The CDC defines close contact as having been within six feet of someone for 15 minutes or more.
The memo says Pence “is encouraged to go about his normal activities and does not need to quarantine.”
Michelle Obama is going after President Donald Trump in a scathing new video that accuses him of “willful mismanagement” of the coronavirus crisis and of racism. She calls on Black and all young voters not to “waste” their votes.
In the video, released Tuesday by Joe Biden’s campaign, Mrs. Obama notes that more Americans have died from COVID-19 than died in the Iraq, Afghanistan, Vietnam and Korean wars combined. She charges that with respect to the virus, “our commander in chief, sadly, has been missing in action.”
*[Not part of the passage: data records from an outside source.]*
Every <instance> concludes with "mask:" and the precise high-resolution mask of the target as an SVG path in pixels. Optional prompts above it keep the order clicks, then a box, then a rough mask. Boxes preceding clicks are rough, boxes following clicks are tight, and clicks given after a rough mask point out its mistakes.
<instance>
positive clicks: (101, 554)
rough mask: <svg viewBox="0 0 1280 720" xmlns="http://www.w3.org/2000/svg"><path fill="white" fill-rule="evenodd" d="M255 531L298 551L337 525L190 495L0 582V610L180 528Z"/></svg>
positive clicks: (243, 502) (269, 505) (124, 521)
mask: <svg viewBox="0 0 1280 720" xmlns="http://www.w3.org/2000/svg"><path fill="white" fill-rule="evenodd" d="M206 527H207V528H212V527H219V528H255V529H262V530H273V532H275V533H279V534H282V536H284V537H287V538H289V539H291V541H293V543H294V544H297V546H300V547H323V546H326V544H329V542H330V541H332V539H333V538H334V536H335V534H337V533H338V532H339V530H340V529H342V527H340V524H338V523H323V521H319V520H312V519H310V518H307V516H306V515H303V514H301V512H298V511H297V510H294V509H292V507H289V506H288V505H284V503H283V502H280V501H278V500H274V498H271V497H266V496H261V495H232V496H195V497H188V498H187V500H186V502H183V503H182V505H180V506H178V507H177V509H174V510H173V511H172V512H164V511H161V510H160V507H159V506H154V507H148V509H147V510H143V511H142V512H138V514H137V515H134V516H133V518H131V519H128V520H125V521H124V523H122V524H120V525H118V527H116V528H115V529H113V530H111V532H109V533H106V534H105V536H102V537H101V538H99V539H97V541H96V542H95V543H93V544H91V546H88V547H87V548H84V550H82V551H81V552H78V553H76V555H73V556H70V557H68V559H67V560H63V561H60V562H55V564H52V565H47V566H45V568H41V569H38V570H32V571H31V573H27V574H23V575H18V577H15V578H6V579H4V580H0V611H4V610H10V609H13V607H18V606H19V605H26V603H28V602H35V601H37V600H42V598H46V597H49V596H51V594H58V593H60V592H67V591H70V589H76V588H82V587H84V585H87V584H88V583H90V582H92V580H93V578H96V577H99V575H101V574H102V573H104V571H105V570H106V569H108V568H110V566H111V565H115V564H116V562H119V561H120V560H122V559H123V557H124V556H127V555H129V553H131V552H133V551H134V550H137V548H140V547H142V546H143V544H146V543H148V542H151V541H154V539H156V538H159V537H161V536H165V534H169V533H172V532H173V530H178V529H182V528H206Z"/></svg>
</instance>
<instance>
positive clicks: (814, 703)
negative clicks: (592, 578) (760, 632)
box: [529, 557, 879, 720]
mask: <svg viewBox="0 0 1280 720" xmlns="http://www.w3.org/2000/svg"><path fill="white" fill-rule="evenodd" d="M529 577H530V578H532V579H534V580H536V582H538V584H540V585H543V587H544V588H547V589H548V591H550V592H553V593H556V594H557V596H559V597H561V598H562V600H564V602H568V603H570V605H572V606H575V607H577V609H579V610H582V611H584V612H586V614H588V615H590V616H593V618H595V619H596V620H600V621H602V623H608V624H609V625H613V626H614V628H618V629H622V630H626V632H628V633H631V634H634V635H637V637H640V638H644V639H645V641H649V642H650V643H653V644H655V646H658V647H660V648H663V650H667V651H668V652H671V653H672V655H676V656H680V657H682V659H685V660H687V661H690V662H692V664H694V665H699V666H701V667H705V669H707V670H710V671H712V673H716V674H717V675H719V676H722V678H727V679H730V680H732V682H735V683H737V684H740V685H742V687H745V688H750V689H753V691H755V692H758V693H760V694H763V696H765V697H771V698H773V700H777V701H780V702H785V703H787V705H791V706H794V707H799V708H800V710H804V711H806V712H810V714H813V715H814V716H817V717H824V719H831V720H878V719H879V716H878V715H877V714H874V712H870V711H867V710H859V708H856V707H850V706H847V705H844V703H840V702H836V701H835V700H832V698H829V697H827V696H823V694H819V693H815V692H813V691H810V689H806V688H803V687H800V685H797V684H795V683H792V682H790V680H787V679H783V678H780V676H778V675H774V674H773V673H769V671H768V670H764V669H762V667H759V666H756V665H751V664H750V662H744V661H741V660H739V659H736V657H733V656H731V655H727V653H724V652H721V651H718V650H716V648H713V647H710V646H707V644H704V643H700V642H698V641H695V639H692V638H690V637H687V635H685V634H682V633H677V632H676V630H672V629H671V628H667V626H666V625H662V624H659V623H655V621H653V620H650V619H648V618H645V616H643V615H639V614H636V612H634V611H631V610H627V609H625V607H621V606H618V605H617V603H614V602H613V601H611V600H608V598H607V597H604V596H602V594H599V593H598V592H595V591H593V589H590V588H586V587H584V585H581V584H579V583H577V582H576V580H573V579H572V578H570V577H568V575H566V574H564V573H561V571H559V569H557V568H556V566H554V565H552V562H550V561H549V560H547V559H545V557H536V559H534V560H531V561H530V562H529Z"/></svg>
Mrs. Obama accuses Trump of being “racist” when he and other Republicans are “lying about how minorities will destroy the suburbs,” which she says is meant to “distract from his breathtaking failures.”
She also calls on undecided voters “to think about all those folks like me and my ancestors” and have some empathy for what it’s like “to walk around your own country scared that someone’s unjustified fear of you could put you in harm’s way.”
And to Black and brown voters, and all young voters, who are considering sitting out the election, Mrs. Obama urges them to make a plan to vote, because “we don’t have the luxury to assume that things are going to turn out okay.”